Save the Children was one of the organizations that stood positive to the investigator's original proposal that the police should be allowed to use secret coercive measures against children.
They thought it would be a help to be able to identify children who risk committing serious crimes at an early stage and protect them.
Now that the government is going further in its bill on several points, the organization is reacting.
Our assessment is that it's not just minor corrections they've made, but rather quite far-reaching ones, says Suzanna Holmberg, expert at Save the Children.
It's very problematic when it comes to such serious infringements on children's integrity as these proposals will entail.
"Grey areas"
She fears that the police, when they're going to wiretap without suspicion of crime, will target specific groups of children – and compares it to the security zones, where Save the Children warned against ethnic profiling and racism.
In some way, the police will have to circle in certain children or a certain target group that finds itself near criminal networks, and there are grey areas. How big will those circles become and which children will be affected by this very intrusive measure, says Suzanna Holmberg.
Save the Children also sees problems with the police being allowed to wiretap children suspected of crimes if the sentence "can be assumed" to exceed four years in prison.
It risks becoming arbitrary.

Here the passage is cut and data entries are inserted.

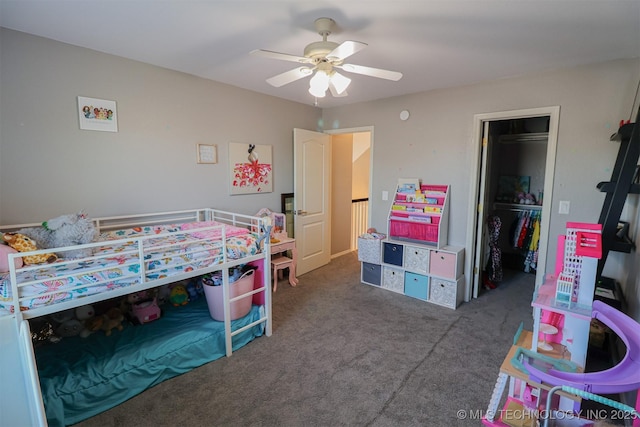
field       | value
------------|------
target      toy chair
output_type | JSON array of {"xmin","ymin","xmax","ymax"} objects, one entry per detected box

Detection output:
[{"xmin": 271, "ymin": 254, "xmax": 294, "ymax": 292}]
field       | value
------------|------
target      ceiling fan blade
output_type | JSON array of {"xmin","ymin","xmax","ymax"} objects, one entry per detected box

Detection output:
[
  {"xmin": 338, "ymin": 63, "xmax": 403, "ymax": 81},
  {"xmin": 250, "ymin": 49, "xmax": 311, "ymax": 64},
  {"xmin": 266, "ymin": 67, "xmax": 314, "ymax": 87},
  {"xmin": 329, "ymin": 80, "xmax": 348, "ymax": 98},
  {"xmin": 326, "ymin": 41, "xmax": 367, "ymax": 61}
]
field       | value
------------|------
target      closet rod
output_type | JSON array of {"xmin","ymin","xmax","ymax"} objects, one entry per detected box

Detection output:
[{"xmin": 493, "ymin": 202, "xmax": 542, "ymax": 213}]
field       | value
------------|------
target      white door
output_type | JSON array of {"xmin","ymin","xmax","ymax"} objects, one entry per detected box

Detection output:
[
  {"xmin": 472, "ymin": 122, "xmax": 491, "ymax": 298},
  {"xmin": 293, "ymin": 128, "xmax": 331, "ymax": 276}
]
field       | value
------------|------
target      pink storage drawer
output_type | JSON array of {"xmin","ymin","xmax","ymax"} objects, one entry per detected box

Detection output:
[{"xmin": 429, "ymin": 250, "xmax": 459, "ymax": 279}]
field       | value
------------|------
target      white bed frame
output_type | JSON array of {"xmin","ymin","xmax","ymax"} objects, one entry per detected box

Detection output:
[{"xmin": 0, "ymin": 208, "xmax": 272, "ymax": 426}]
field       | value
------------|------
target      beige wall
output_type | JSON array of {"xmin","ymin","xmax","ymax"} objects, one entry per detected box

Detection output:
[
  {"xmin": 331, "ymin": 133, "xmax": 353, "ymax": 255},
  {"xmin": 0, "ymin": 28, "xmax": 320, "ymax": 223},
  {"xmin": 321, "ymin": 58, "xmax": 640, "ymax": 319},
  {"xmin": 2, "ymin": 28, "xmax": 639, "ymax": 318}
]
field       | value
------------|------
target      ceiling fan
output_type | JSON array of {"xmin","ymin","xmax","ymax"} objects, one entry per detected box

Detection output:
[{"xmin": 250, "ymin": 17, "xmax": 403, "ymax": 98}]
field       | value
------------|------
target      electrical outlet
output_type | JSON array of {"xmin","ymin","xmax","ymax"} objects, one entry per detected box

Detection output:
[
  {"xmin": 559, "ymin": 200, "xmax": 570, "ymax": 215},
  {"xmin": 382, "ymin": 191, "xmax": 389, "ymax": 201}
]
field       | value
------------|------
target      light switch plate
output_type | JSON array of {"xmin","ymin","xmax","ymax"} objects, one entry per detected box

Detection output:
[
  {"xmin": 382, "ymin": 191, "xmax": 389, "ymax": 201},
  {"xmin": 559, "ymin": 200, "xmax": 570, "ymax": 215}
]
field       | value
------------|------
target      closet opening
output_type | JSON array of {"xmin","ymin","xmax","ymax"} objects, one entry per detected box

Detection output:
[
  {"xmin": 482, "ymin": 117, "xmax": 549, "ymax": 293},
  {"xmin": 466, "ymin": 106, "xmax": 560, "ymax": 300}
]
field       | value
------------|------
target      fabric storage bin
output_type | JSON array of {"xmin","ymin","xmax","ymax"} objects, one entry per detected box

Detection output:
[
  {"xmin": 389, "ymin": 217, "xmax": 439, "ymax": 243},
  {"xmin": 429, "ymin": 249, "xmax": 461, "ymax": 279},
  {"xmin": 361, "ymin": 262, "xmax": 382, "ymax": 286},
  {"xmin": 383, "ymin": 241, "xmax": 404, "ymax": 266},
  {"xmin": 357, "ymin": 235, "xmax": 385, "ymax": 264},
  {"xmin": 382, "ymin": 266, "xmax": 404, "ymax": 293},
  {"xmin": 404, "ymin": 272, "xmax": 429, "ymax": 301},
  {"xmin": 429, "ymin": 277, "xmax": 463, "ymax": 309},
  {"xmin": 403, "ymin": 245, "xmax": 430, "ymax": 274}
]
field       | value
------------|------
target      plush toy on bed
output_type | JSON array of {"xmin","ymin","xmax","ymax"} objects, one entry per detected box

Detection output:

If the court then sentences to a lower penalty, it would mean that a child has been subject to a serious infringement of integrity without legal support for it.
Criticism of vagueness
Suzanna Holmberg emphasizes that she hasn't been able to read the entire referral, and also directs criticism at the government's preparation.
Our biggest objection is that the government has presented proposals that no referral bodies have been able to read and take a stand on. These are proposals that don't exist in the investigation.
We see great risks for this vagueness around which children will be affected by this legislation, and whether it will be worth it based on some kind of balancing between the risk of rights violations and what it can actually achieve.